That’s right every year we get a bounty of fresh and new cordless tools and lets be honest, 2017 has brought us some great stuff, especially us saw dust sniffers. Not only do we have cordless track saws, sanders, planers… now something we have been dreaming of, routers. One cordless router imparticular stands above the competition baring the color teal.
Makita has released a cordless router, the XTR01. It is a cordless laminate trim router that runs off of Makita’s infamous 18V LXT platform. The battery sits on top of the machine but despite the bulk of the battery it fits well in the hand and is balanced beautifully. The best option to purchase this tool its to get the kit with the T7 suffix which will provide you with two 5.0 ah batteries and both plunge base and fixed base. This is where the magic happens with this tool its the ability to fit in the older corded models accessories.

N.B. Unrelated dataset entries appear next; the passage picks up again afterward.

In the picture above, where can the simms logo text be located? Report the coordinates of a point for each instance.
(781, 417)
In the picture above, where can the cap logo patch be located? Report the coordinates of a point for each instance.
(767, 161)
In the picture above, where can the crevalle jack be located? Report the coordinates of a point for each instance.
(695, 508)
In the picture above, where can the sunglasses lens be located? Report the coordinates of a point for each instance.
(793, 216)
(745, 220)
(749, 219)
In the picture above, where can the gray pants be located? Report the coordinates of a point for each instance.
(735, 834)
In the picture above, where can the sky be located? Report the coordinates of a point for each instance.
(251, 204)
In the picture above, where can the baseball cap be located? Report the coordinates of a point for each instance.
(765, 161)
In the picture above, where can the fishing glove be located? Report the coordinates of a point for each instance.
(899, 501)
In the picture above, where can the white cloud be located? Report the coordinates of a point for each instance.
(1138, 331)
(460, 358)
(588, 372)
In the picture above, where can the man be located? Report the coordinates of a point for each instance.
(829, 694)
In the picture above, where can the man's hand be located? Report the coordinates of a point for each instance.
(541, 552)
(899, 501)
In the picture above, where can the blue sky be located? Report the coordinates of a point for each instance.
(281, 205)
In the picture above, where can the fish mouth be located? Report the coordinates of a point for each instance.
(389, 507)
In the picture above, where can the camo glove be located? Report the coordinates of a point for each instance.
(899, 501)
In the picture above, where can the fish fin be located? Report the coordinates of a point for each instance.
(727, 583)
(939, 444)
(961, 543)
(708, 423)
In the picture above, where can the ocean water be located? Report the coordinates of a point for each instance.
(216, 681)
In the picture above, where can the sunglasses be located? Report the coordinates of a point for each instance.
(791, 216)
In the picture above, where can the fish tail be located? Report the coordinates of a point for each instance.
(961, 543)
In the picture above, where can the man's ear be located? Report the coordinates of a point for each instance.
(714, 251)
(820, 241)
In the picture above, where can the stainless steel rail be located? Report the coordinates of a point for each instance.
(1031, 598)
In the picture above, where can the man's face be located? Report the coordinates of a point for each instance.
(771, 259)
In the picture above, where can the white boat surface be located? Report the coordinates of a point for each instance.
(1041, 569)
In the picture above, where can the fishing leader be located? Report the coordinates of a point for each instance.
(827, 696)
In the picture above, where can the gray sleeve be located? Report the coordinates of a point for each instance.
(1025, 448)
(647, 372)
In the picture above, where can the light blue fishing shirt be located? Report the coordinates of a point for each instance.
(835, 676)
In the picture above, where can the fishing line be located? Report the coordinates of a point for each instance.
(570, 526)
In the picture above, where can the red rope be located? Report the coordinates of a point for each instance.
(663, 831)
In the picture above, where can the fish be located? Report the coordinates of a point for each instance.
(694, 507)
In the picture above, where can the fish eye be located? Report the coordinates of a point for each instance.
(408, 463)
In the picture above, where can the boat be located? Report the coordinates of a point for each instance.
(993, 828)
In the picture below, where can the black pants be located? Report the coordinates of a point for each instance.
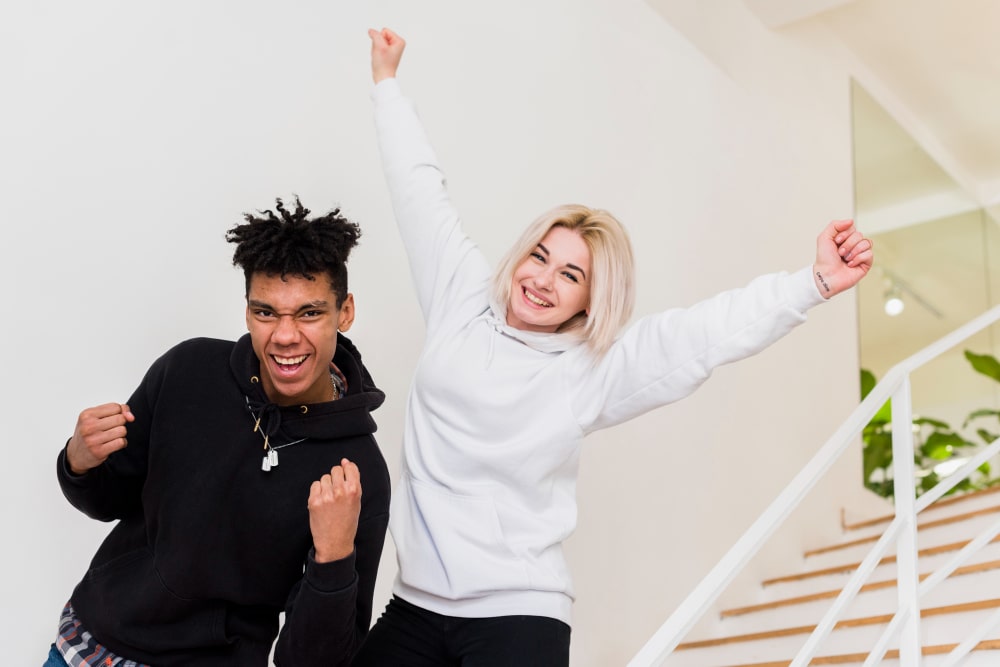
(408, 636)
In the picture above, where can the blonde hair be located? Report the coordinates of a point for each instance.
(612, 280)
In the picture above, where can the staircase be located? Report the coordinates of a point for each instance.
(769, 632)
(882, 586)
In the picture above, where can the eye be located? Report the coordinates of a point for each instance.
(571, 276)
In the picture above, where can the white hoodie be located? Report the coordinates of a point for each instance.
(496, 416)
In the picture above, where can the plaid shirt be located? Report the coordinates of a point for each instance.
(79, 648)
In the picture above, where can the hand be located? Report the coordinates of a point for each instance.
(387, 50)
(334, 507)
(99, 432)
(843, 258)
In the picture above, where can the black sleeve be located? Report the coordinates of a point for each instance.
(112, 490)
(329, 611)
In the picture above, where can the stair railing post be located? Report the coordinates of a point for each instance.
(904, 492)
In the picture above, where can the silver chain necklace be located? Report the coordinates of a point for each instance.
(270, 459)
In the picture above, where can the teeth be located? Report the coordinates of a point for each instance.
(290, 361)
(534, 299)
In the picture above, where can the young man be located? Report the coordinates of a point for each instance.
(234, 473)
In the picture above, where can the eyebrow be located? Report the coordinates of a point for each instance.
(253, 303)
(571, 266)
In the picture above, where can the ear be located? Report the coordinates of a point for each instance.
(346, 316)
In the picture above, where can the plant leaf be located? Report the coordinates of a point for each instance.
(987, 436)
(936, 423)
(986, 364)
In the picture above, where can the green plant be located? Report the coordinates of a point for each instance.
(935, 441)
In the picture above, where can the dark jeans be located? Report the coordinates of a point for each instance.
(408, 636)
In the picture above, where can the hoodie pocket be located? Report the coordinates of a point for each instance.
(126, 601)
(452, 545)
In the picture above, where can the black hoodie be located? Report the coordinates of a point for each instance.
(209, 548)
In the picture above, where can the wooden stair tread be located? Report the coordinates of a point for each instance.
(825, 595)
(921, 526)
(851, 658)
(942, 502)
(850, 567)
(846, 623)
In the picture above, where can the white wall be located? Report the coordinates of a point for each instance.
(134, 134)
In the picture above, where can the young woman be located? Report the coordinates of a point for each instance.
(519, 365)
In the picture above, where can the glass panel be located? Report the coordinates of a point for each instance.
(937, 252)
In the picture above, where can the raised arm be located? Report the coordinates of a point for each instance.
(448, 270)
(328, 613)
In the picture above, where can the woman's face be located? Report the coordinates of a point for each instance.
(552, 284)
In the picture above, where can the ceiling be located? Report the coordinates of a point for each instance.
(926, 99)
(934, 65)
(926, 158)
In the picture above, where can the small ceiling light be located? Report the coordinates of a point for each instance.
(894, 304)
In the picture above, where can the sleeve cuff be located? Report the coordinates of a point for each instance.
(803, 292)
(333, 576)
(386, 89)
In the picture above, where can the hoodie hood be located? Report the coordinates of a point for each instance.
(552, 343)
(348, 416)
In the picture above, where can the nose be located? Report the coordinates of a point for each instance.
(543, 279)
(286, 331)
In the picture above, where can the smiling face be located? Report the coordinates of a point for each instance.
(293, 325)
(551, 284)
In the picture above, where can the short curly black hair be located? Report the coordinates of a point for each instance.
(291, 244)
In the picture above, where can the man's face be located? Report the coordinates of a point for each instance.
(293, 325)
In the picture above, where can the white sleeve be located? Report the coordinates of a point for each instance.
(446, 265)
(664, 357)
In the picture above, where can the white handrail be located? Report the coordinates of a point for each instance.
(683, 619)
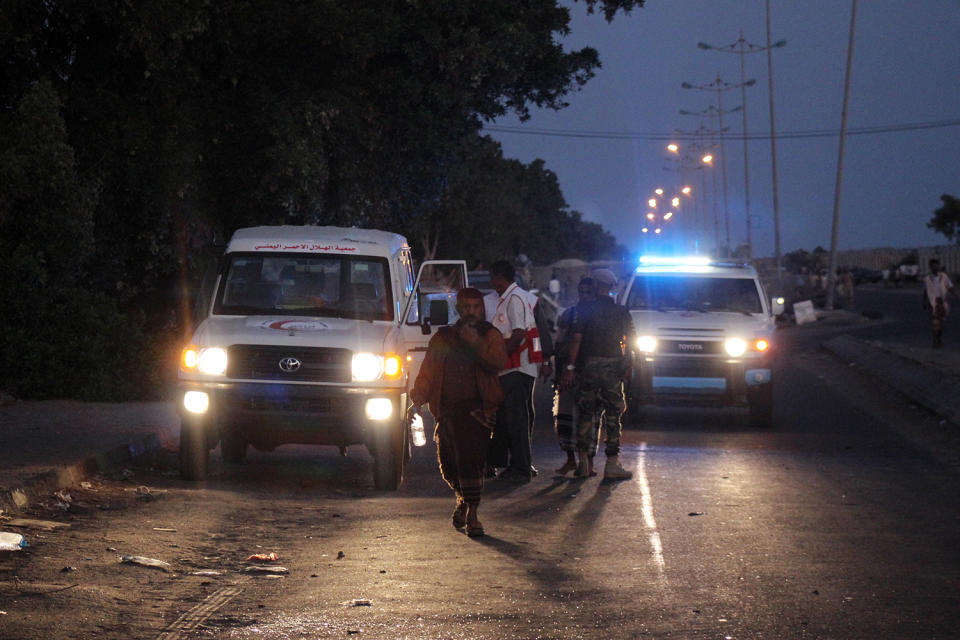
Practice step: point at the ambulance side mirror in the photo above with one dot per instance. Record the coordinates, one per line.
(776, 306)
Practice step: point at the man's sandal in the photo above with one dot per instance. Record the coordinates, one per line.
(459, 518)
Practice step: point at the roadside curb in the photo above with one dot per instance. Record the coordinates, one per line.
(42, 485)
(928, 386)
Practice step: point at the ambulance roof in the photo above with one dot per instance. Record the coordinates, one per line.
(695, 266)
(314, 239)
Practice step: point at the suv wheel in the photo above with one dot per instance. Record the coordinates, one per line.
(760, 399)
(389, 456)
(233, 448)
(194, 452)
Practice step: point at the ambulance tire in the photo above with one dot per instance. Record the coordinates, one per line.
(388, 459)
(760, 400)
(194, 450)
(233, 448)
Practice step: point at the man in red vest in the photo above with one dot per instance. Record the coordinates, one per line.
(512, 312)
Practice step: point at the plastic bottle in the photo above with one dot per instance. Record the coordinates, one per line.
(11, 541)
(416, 430)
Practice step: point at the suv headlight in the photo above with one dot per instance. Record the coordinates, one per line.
(647, 344)
(735, 346)
(367, 367)
(208, 360)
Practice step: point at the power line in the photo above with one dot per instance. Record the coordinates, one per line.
(663, 137)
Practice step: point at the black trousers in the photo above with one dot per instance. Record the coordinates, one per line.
(510, 446)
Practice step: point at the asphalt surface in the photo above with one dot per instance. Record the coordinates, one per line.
(839, 522)
(50, 444)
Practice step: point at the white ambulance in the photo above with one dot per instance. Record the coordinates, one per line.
(706, 335)
(313, 336)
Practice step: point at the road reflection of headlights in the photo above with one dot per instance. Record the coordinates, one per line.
(735, 347)
(212, 361)
(647, 344)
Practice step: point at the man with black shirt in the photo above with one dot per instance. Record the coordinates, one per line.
(601, 338)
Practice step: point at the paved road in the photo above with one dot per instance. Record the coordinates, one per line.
(840, 522)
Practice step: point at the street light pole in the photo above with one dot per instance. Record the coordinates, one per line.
(742, 47)
(835, 228)
(720, 86)
(773, 154)
(707, 159)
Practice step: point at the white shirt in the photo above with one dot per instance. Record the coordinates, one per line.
(507, 313)
(937, 287)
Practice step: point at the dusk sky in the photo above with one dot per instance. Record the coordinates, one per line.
(906, 71)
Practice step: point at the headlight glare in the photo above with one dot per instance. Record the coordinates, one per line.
(391, 367)
(196, 401)
(379, 408)
(212, 361)
(366, 367)
(735, 346)
(647, 344)
(189, 360)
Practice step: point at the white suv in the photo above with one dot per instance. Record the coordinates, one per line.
(313, 336)
(705, 335)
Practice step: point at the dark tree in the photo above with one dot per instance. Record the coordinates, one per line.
(946, 219)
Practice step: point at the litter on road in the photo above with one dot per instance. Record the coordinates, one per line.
(358, 602)
(151, 563)
(28, 523)
(11, 541)
(267, 571)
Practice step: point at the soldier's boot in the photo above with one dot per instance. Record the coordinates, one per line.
(613, 470)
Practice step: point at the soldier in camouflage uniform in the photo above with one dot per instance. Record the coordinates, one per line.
(602, 338)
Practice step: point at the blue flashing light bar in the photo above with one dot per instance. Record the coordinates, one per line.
(685, 261)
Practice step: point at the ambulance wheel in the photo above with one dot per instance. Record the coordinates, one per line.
(760, 400)
(194, 452)
(233, 448)
(389, 457)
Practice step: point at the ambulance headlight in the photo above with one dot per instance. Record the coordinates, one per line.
(196, 402)
(379, 408)
(735, 346)
(647, 344)
(212, 361)
(367, 367)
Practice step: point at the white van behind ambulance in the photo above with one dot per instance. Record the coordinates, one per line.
(706, 335)
(314, 336)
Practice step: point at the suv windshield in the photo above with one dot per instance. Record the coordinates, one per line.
(305, 285)
(692, 293)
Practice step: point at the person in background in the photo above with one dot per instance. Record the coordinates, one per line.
(600, 348)
(936, 287)
(512, 312)
(564, 400)
(459, 381)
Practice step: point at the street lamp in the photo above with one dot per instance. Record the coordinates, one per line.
(742, 47)
(698, 157)
(710, 112)
(720, 86)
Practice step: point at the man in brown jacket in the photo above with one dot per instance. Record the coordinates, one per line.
(458, 379)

The XTR01 is a joy to use in the shop in either facet, plunge or fixed. The soft start motor will run up to 30,000 rpms with a variable speed dial giving you 6 speed settings, 10,000 rpms on the low end. The router has ample power for typical tasks a router of this category will be subjected to. The electronics in the brushless motor will adjust rpms to the torque being applied to it. Throughout testing the power of the XTR01, I did run into a few situations where the tool shut itself down from a lack of power. Generally trying to run full depth on a 1/2″ x 3/4″ straight will bog down most routers of this size. Overall any modest task will easily be accomplished with this tool, it takes a considerable amount of work to heat the unit up. Which brings me to my next point of runtime. Now I did not do an official runtime test because use of routers is not constant like other tools, and every bit will yield different exertion on the motor but the large battery packs will give you a good amount of time to accomplish the job. The tool is rather efficient with its use of the battery packs until you really start to push the tool beyond its capabilities.
Makita gave us “backward combatabity” with accepting the bases their corded model uses. For those that have the corded model their is no need to purchase the T7 kit as your plunge base will fit this router, something rather genius from Makita. The plunge base is a very simplified version with only a single depth adjustment. While it is nice to only have a single spot to adjust your depth plunge, the battery tends to hang over the adjustment knob making it somewhat awkward to use. The plunge lock lever is located on the rear side of the lever which allows you to lock under operation.
You will notice two buttons on the router which both are required to turn the tool on. Pressing the lock/unlock button will activate the dual LED lights. From there the power button must be depressed to turn the motor on. I do have to advise caution with this tool as most routers have a more accessible power switch in case of emergency.
The T7 kit comes with a Makita systainer, rapid charger, edge guide, fixed and plunge bases, two 5.0 batteries and an organizer insert for $389 from Acme Tools. Unfortunately Makita did not include the dust extraction nozzle in this kit which is a must for any shop use. Those who already have some accessories can pick the baretool including the fixed base for a modest $129.